The 20th century has given all societies a major boost in economic and technological advancement, but these gains have also come at great social and environmental costs. At the on-set of the 21st century, concern of our rising carbon foot-print and ever-widening social-economic gaps have pushed development practitioners and policy makers to promote a more level playing field at the global level. There is general consensus of the need to shift the course of development to a more sustainable pathway.
PADETC has always affirmed that societal development needs to be balanced equally addressing people’s economic, social/cultural, environmental and spiritual needs in a holistic and humanistic way. Through its twenty years of development experience, PADETC further finds that change of development mindset would require engagement of the young, with change starting early and through formal and non-formal channels of education. For PADETC, the term education goes beyond schooling and covers a broad range of experience-based learning in and outside school.
For this reason, PADETC’s work has focused on a wide-range of innovative development activities engaging and empowering mainly young people and focusing largely on holistic education, sustainable and integrated agriculture, micro-enterprise development, youth leadership development and socially-engaged Buddhism for ethical behaviour. Its main approach is building demonstrative models at the field level with participation from local practitioners (government functionaries; schools; communities; clergy; and especially young people themselves). Once the models proved feasible and practical, then they are promoted for up-scaling with central government agencies, and international development partners (INGOs, Bilateral and UN agencies).
PADETC as an indigenous organization also always tries to respond strategically to the development changes of the country. For this reason, after more than 10 years of engaging in development practices at community and school level, in 2009 PADETC started to make a major organizational shift beyond supporting actual implementation of activities at the field level, towards strengthening its role as an advisory and capacity development servicing institution in areas of PADETC’s experience and comparative advantage with other local aspiring civil society groups INGOs and government services.
This shift to transform PADETC is based on a new visioning and positioning of PADETC to become organizationally, managerially, and technically effective and relevant development servicing institution run mainly by young development practitioners trained by PADETC in 10-15 years. This is PADETC’s transition strategy from the current leadership to a younger generation, and at the same time broaden its cost-recovery servicing activities to reduce PADETC’s reliance to external funding.
PADETC’s senior staff will become more involved in influencing development dialogue and policy in Laos on development issues. Through this two prong approach, PADETC hopes to influence Laos development progressively and more effectively towards balanced and holistic development encompassing economic, social/cultural, environmental and spiritual (well-being) development with strong engagement of communities and young people.

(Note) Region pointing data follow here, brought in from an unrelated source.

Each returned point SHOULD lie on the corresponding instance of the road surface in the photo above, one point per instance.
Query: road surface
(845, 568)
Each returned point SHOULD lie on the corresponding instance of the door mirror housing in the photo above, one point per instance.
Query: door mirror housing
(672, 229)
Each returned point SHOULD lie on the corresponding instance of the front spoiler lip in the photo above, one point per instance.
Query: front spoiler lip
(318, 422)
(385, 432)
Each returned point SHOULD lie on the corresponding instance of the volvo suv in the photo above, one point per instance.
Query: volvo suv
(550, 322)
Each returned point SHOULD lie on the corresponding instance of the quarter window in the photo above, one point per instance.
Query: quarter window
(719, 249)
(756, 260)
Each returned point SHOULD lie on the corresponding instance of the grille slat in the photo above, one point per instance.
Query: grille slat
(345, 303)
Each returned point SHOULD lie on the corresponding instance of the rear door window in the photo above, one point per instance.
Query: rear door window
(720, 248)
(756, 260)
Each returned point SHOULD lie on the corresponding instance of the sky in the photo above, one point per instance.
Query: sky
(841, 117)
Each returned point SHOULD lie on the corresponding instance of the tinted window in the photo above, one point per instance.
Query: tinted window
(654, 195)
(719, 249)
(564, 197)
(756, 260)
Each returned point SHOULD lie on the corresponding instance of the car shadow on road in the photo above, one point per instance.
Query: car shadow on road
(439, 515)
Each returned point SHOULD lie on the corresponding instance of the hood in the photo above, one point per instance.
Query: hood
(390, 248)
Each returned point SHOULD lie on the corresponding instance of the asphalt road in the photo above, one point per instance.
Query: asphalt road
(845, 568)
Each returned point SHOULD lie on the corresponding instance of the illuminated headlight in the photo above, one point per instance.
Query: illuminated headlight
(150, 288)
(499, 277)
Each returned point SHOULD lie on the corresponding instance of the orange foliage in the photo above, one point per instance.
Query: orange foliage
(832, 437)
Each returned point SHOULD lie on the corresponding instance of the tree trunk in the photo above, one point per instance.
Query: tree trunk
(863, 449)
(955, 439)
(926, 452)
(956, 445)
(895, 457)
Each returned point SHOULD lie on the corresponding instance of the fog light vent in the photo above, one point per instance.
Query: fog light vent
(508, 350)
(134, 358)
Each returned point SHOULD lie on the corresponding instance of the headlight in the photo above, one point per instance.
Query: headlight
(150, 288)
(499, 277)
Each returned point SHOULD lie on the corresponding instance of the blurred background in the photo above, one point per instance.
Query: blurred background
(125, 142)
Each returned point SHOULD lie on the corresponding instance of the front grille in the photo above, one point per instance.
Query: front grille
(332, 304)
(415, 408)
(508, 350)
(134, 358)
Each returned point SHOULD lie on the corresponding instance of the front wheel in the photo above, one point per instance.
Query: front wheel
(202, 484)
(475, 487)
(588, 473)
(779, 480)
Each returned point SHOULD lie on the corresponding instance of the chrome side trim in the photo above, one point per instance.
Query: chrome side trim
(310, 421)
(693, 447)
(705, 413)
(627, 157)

To set the stage towards this vision, PADETC has since 2010 set up seven complementary learning and training centers as demonstration/practicum sites operated by PADETC’s middle managers
to facilitate real-life and skill-based learning and practice, especially for young people and to create a platform for sharing and learning among local governments, communities, schools, and temples, and civil society groups. At the same time, PADETC’s senior staff, including the Director is increasing involved in policy dialogues on development issues, especially related to resource use and management as well as promotion/establishment of Lao non-profit agencies in Laos.
Guided by this latest strategic vision, the major objectives of the PADETC since 2009 are to:
– Decentralize PADETC practices, capacities, and experiences through establishing seven functional and professional demonstration training/learning centers.
– Promote learning/training approaches which emphasize discovery, holistic and integrative learning, mindfulness and harmonious relationships with one’s social, cultural and natural environment.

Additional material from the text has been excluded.